Crystal: Incorrect overload selected for Array(Array(T)) vs Array(T)

Created on 29 Mar 2020 · 15Comments · Source: crystal-lang/crystal

def foo(a : Array(T)) forall T
  puts "one"
end

def foo(a)
  puts "two"
end

z = [5].as(Array(Array(Int32)) | Array(Int32))
foo(z)

Prints "two" but should print "one". I'm still not exactly sure why this happens.

bug topicsemantic

Source

asterite

Most helpful comment

The problem is that this is a bug where the problem is not the code. We need to define how we want it to work first.

Here's the code again:

class Gen(T)
end

def foo(a : Gen(T)) forall T
  puts "one"
end

def foo(a)
  puts "two"
end

z = Gen(Int32).new.as(Gen(Gen(Int32)) | Gen(Int32))

foo(z)

The type of z is a union of:

Gen(Gen(Int32))
Gen(Int32)

When the compiler tries to match that union type against Gen(T) it will do this:

Take the first type in the union: Gen(Gen(Int32)). It matches against Gen(T). T becomes Gen(Int32).
The the second type in the union: Gen(Int32). Try to match it against Gen(T). However, we said T is Gen(Int32). So it's matching against Gen(Gen(Int32)). No match.

The only match is the first one, Gen(Gen(Int32)), where T is Gen(Int32).

Then the next overload is considered, and the entire union matches.

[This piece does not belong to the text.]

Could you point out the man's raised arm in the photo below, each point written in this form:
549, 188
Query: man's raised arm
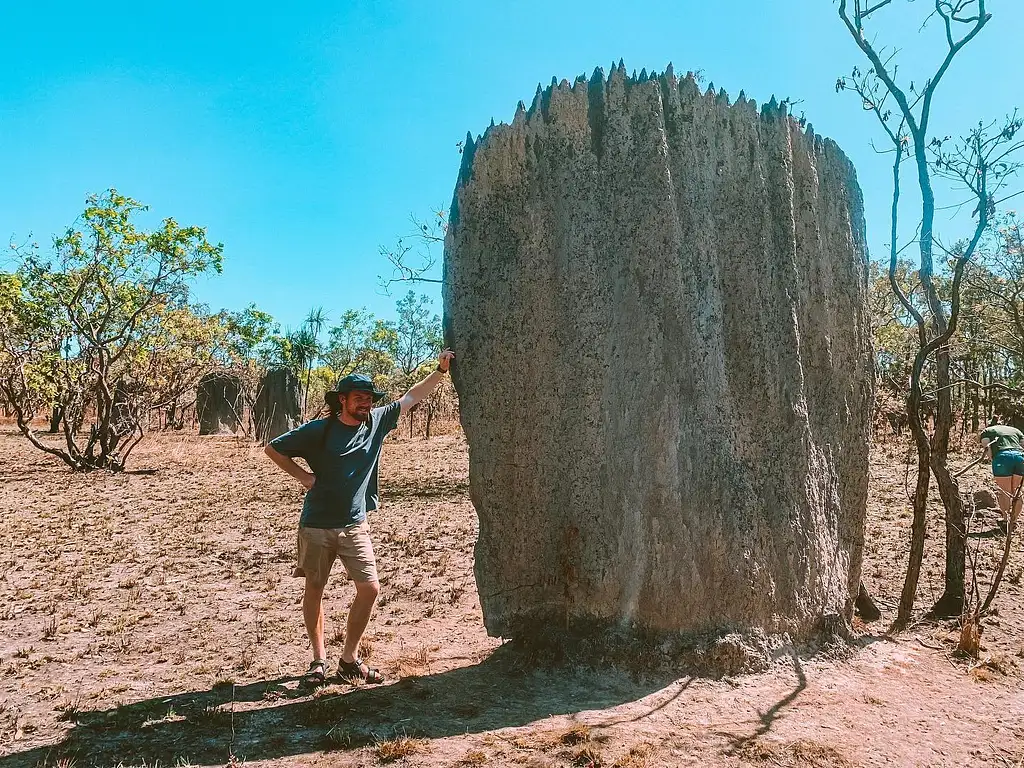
418, 391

That's why we are seeing that behavior.

How it should work? Should T become the union of those types? But if T is Gen(Int32) | Int32 it would mean we had Gen(Gen(Int32) | Int32) in the first place, which is not the case.

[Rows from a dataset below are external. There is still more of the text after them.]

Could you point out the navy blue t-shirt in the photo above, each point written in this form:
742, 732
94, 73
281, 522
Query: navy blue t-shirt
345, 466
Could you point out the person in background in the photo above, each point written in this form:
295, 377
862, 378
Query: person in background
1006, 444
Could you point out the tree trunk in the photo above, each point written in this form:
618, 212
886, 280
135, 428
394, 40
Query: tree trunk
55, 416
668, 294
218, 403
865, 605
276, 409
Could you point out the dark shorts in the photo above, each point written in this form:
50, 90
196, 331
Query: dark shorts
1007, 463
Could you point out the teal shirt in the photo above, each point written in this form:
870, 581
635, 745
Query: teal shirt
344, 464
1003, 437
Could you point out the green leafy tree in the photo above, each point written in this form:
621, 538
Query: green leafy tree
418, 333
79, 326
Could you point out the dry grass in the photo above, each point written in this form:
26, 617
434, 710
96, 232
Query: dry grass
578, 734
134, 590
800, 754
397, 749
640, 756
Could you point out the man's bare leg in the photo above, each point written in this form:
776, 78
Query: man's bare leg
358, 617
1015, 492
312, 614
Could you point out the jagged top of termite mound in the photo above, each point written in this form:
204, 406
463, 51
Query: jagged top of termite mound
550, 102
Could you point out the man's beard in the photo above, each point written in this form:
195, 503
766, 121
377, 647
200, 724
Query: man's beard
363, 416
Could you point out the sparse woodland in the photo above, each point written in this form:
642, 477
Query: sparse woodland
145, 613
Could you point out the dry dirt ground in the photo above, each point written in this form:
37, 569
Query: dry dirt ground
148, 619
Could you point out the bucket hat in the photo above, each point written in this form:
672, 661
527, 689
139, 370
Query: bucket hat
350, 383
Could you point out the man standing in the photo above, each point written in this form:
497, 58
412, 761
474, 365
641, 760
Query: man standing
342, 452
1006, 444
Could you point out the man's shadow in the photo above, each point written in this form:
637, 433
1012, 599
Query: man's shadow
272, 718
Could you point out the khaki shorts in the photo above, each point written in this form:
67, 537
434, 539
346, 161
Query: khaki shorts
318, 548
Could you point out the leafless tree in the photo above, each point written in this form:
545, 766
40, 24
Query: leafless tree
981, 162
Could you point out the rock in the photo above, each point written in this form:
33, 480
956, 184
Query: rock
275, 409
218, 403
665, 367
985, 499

We basically need to dispatch the union type to two different instantiations of the same overload. But the code never does that in any place of the compiler.

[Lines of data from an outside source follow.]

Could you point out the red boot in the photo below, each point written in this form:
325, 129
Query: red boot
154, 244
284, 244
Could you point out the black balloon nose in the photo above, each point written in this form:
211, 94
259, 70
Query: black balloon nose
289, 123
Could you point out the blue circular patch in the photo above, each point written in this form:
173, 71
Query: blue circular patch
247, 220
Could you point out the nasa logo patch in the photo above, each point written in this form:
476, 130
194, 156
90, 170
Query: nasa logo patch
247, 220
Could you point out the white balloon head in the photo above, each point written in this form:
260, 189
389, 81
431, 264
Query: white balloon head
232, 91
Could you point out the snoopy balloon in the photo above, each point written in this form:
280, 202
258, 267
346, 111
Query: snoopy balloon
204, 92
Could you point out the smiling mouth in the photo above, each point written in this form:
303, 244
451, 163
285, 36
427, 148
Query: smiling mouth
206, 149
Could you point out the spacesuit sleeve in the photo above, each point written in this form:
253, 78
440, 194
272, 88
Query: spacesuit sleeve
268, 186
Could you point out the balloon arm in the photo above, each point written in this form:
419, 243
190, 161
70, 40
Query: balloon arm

So this is a huge change, if we want to implement it.

Or... other ideas of how this should match?

asterite on 31 Mar 2020

👍3

All 15 comments

Without the dependency on Array:

class Gen(T)
end

def foo(a : Gen(T)) forall T
  puts "one"
end

def foo(a)
  puts "two"
end

z = Gen(Int32).new.as(Gen(Gen(Int32)) | Gen(Int32))

foo(z)

asterite on 29 Mar 2020

Not sure if it's relevant, but the bug appears inconsistent.

def foo(a : Array(T)) forall T
  a.each_with_index do |a, i|
    p "first call for #{a} of class #{a.class}"
    foo(a)
  end
end

def foo(a : T) forall T
  p "second call for #{a} of class #{a.class}"
  p a
end  

foo([1, [2, [[3]], [4, [[5]]]]])

"first call for 1 of class Int32"
"second call for 1 of class Int32"
1
"first call for [2, [[3]], [4, [[5]]]] of class Array(Array(Array(Array(Int32)) | Int32) | Array(Array(Int32)) | Int32)"
"first call for 2 of class Int32"
"second call for 2 of class Int32"
2
"first call for [[3]] of class Array(Array(Int32))"
"second call for [[3]] of class Array(Array(Int32))"
[[3]]
"first call for [4, [[5]]] of class Array(Array(Array(Int32)) | Int32)"
"first call for 4 of class Int32"
"second call for 4 of class Int32"
4
"first call for [[5]] of class Array(Array(Int32))"
"first call for [5] of class Array(Int32)"
"first call for 5 of class Int32"
"second call for 5 of class Int32"
5

stevensonmt on 29 Mar 2020

I'm not enough of a mathematician to do this correctly, but bear with me.
So numbers belong to the set N.
[[3]] and [[5]] belong to the same set or type A for N ⊂ A.
[2, [[3]]] and [4, [[5]]] would also belong to the same set or type B for which (A | N) ⊂ B.
So the array [2, [[3]], [4, [[5]]] is a collection C which is B(N | B). When the compiler sees this pattern it determines that N | B is the unit type T. When calling the first method on C it will call the second method on any B that is not B(B). Because [[3]] is A and is not B, the second method is called. Because [4, [[5]]] is B, the first method is called. For this instance the unit type T is no longer N | B, but rather N | A. Because A is defined as containing N but not itself, N is the unit type T for the first method called on A.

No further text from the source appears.